The new president of the Boy Scouts of America has claimed that attempting to repeal a ban on gay adult members would provoke a split in the movement.

Robert Gates – who is former director of the CIA, and oversaw the repeal of Don’t Ask Don’t Tell in the US military as Defence Secretary – was elected President of the BSA on Thursday.

Speaking to supporters at the meeting, he said he would have gone further than just repealing the ban on gay youth members, but said he “fully accepts” the earlier decision.

He said: “I was prepared to go further than the decision that was made.

“In all candor, I would have supported going further, as I did in opening the way for gays to serve in the CIA and in the military.

“I would have supported having gay Scoutmasters, but at the same time, I fully accept the decision that was democratically arrived at by 1,500 volunteers from across the entire country.

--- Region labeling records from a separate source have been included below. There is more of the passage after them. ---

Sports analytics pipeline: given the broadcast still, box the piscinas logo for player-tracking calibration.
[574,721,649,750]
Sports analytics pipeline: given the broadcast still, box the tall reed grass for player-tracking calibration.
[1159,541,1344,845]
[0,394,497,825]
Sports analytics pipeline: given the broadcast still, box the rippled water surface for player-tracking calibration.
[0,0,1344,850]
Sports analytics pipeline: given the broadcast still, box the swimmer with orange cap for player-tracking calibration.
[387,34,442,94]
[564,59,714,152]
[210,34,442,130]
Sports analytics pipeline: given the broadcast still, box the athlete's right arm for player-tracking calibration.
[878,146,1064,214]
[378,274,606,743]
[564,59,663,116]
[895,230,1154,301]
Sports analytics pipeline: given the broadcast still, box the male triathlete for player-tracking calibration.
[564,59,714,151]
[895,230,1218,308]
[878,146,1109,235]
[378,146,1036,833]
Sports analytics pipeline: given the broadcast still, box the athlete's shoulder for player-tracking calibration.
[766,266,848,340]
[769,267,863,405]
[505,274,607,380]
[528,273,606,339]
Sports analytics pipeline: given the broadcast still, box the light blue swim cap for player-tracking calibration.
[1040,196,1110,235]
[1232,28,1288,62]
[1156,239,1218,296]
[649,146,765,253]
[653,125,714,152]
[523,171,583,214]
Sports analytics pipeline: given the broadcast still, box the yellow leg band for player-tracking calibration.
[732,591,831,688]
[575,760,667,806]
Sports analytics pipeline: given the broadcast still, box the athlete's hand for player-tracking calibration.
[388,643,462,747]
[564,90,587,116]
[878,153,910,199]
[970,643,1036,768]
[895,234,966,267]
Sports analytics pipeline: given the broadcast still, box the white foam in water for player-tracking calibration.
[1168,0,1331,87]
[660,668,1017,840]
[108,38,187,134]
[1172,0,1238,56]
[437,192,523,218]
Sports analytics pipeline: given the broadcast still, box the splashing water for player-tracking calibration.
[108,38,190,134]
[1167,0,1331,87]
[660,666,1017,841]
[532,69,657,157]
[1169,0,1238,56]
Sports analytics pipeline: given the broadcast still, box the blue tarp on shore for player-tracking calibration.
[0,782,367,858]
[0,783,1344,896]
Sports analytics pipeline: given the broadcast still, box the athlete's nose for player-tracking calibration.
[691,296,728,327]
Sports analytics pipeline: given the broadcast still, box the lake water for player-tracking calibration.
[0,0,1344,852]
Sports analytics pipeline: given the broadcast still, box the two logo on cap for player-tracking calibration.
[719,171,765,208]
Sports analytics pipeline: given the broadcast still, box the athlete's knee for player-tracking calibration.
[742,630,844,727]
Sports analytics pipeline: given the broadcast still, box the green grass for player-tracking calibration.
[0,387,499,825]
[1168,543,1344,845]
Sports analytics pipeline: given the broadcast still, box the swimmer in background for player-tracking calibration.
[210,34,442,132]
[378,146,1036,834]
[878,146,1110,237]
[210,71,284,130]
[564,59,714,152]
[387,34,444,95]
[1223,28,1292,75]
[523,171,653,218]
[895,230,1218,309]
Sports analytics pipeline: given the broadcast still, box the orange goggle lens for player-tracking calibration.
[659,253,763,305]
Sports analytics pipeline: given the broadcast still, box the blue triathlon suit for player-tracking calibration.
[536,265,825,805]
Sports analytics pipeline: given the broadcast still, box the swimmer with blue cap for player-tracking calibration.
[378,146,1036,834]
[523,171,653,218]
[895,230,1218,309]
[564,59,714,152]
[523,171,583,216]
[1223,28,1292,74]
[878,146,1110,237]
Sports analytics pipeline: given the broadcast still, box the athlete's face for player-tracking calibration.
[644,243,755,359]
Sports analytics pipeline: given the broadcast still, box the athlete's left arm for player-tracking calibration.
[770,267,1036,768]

“Given the strong feelings involved on both sides of this matter, I believe strongly that to re-open the membership issue or try to take last year’s decision to the next step would irreparably fracture and perhaps even provoke a formal, permanent split in this movement – with the high likelihood neither side would subsequently survive on its own.”

Arizona Eagle Scout Garrett Bryant was ejected from the organisation last month, after he was accidentally outed by friends on Facebook.

The BSA revoked the affiliation of Troop 98 in Seattle entirely, after members stood by the group’s openly gay scout master Geoff McGrath.